今年389本目(合計1,039本目/今月(2023年11月度)21本目)。
(参考)前期214本目(合計865本目/今月(2023年6月度まで))
11月3週は異様なまでに数が少なく、2週より前の作品の「未視聴の回収すらできる」というラインナップです。

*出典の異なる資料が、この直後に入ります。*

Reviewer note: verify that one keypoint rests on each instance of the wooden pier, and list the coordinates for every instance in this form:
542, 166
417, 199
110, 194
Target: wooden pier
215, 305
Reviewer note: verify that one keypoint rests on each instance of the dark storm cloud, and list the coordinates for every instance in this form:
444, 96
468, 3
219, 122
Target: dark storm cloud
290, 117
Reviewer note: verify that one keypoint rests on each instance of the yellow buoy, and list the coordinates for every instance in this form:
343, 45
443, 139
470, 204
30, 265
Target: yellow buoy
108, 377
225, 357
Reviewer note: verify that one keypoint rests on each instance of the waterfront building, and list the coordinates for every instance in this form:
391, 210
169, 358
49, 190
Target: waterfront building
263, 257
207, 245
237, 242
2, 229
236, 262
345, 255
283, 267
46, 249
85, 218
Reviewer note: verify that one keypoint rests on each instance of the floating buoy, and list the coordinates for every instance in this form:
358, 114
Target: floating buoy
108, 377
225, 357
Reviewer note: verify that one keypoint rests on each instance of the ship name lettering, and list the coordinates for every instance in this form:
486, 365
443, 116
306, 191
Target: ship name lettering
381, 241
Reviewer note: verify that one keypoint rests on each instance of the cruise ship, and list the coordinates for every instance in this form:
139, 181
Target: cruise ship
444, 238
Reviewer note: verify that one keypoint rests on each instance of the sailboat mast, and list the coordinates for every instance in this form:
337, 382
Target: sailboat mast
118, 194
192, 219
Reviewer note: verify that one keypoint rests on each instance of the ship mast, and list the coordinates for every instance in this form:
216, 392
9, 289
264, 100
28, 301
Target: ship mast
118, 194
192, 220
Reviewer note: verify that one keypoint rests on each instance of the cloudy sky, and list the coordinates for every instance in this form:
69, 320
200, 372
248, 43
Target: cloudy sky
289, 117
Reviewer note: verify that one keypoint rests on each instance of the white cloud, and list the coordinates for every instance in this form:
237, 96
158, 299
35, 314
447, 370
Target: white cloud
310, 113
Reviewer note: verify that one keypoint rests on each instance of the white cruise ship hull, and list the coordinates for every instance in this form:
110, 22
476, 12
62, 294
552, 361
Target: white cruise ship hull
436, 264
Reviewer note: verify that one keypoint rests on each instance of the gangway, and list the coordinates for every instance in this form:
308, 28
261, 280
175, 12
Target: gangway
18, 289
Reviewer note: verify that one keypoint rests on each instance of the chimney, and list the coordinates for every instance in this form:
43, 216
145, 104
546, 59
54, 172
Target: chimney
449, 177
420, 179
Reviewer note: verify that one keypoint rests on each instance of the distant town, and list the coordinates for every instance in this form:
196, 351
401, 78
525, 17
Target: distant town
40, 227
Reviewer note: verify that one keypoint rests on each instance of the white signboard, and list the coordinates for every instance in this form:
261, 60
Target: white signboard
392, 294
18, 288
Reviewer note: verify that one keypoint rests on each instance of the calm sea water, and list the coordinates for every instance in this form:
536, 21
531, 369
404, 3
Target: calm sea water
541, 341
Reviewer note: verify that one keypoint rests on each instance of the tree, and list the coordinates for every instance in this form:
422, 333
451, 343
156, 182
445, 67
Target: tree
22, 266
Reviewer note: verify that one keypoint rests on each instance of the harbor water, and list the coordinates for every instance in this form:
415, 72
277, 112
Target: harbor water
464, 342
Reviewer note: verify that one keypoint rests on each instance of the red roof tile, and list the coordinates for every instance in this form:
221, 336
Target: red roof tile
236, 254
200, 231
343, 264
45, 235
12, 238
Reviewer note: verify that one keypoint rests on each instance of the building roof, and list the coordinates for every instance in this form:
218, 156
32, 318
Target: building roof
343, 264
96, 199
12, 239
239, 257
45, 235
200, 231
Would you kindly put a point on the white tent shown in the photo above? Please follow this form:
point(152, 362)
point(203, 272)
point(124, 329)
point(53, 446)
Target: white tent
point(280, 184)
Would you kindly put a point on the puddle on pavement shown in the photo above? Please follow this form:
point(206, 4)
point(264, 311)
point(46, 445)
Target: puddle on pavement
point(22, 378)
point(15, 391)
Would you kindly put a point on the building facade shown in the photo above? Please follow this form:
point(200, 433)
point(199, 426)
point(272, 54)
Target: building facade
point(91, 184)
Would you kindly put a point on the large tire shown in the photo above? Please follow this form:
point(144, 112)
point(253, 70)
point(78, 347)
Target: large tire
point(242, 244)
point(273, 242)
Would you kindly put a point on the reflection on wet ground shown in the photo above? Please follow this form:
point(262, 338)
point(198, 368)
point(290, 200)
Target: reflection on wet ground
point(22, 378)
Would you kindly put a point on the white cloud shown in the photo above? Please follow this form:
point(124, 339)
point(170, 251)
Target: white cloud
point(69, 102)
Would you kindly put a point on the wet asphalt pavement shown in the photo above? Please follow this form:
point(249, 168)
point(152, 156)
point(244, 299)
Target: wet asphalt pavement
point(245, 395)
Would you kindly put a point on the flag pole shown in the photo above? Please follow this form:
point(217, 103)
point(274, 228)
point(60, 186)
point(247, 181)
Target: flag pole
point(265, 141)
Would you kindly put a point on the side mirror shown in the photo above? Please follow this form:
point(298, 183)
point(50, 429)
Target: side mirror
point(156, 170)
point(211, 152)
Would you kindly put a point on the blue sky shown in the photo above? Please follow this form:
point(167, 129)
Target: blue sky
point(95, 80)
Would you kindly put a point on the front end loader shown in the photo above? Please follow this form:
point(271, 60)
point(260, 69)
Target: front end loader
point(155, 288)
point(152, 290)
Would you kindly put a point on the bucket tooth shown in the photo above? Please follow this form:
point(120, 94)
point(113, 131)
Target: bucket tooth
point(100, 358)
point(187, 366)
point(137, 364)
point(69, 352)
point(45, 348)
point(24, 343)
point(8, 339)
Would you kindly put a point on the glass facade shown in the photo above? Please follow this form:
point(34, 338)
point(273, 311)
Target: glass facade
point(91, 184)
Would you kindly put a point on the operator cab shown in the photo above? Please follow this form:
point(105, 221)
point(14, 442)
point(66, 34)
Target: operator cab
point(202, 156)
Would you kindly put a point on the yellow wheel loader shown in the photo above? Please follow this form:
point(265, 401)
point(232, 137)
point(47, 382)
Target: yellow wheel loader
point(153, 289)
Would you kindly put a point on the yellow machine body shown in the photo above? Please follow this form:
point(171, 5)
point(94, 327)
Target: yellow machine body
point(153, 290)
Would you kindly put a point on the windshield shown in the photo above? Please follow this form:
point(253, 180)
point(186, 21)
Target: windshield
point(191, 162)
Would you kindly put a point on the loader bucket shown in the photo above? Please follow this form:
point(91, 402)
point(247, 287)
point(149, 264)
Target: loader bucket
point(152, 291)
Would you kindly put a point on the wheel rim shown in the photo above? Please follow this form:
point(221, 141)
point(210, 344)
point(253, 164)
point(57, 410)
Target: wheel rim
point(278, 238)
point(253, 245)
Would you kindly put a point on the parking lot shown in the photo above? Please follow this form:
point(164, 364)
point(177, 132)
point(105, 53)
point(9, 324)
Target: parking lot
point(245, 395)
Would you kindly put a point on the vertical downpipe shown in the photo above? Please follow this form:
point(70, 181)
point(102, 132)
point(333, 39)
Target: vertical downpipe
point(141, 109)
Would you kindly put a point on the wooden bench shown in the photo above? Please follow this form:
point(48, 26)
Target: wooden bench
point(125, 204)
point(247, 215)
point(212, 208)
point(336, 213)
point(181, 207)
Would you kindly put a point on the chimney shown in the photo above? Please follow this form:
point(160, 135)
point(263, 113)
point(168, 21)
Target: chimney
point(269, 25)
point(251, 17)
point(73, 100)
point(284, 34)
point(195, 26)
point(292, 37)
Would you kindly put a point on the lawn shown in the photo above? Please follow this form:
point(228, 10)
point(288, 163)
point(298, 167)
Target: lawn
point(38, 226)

さて、こちらの作品なのですが、「感想が書きにくいなぁ…」というのに大半つきます。
結局「特定のものへのこだわり」という論点や、LGBTQほかの論点があるのだろうということは多くの方がわかるのではと思うのですが、一歩進んで「映画の主義主張は何か」という点がいまいちはっきりしない(というか、実際には存在しない?)のがかなりつらいです。おそらく「性的マイノリティ」問題を「間接的に」描いた結果こうなったのではなかろうか、と思えるし、一応その「特定のものへのこだわり」も理解はしなくはないですが(実際、程度の差はあっても何かへの「こだわり」はあるんでしょう)、結局多くの方が触れているように「一歩進んだその先にある、映画の主義主張」がはっきりしない点などはどうしてもあげられます。
さらに輪をかける事情が、実はこの映画は「ご当地枠」であり、具体的には「広島県福山市」です(広島市ほかはほぼ出ない)。一方で福山という地名は明示的に出るし広島弁ほかもでる一方で、広島文化もほぼ出てこず(お好み焼きすら出てこないという状況)、「ご当地枠」で見るのもつらく(いわゆる「映画に出てくる場所の巡礼巡り」すらできない)、その観点でもかなりきついです。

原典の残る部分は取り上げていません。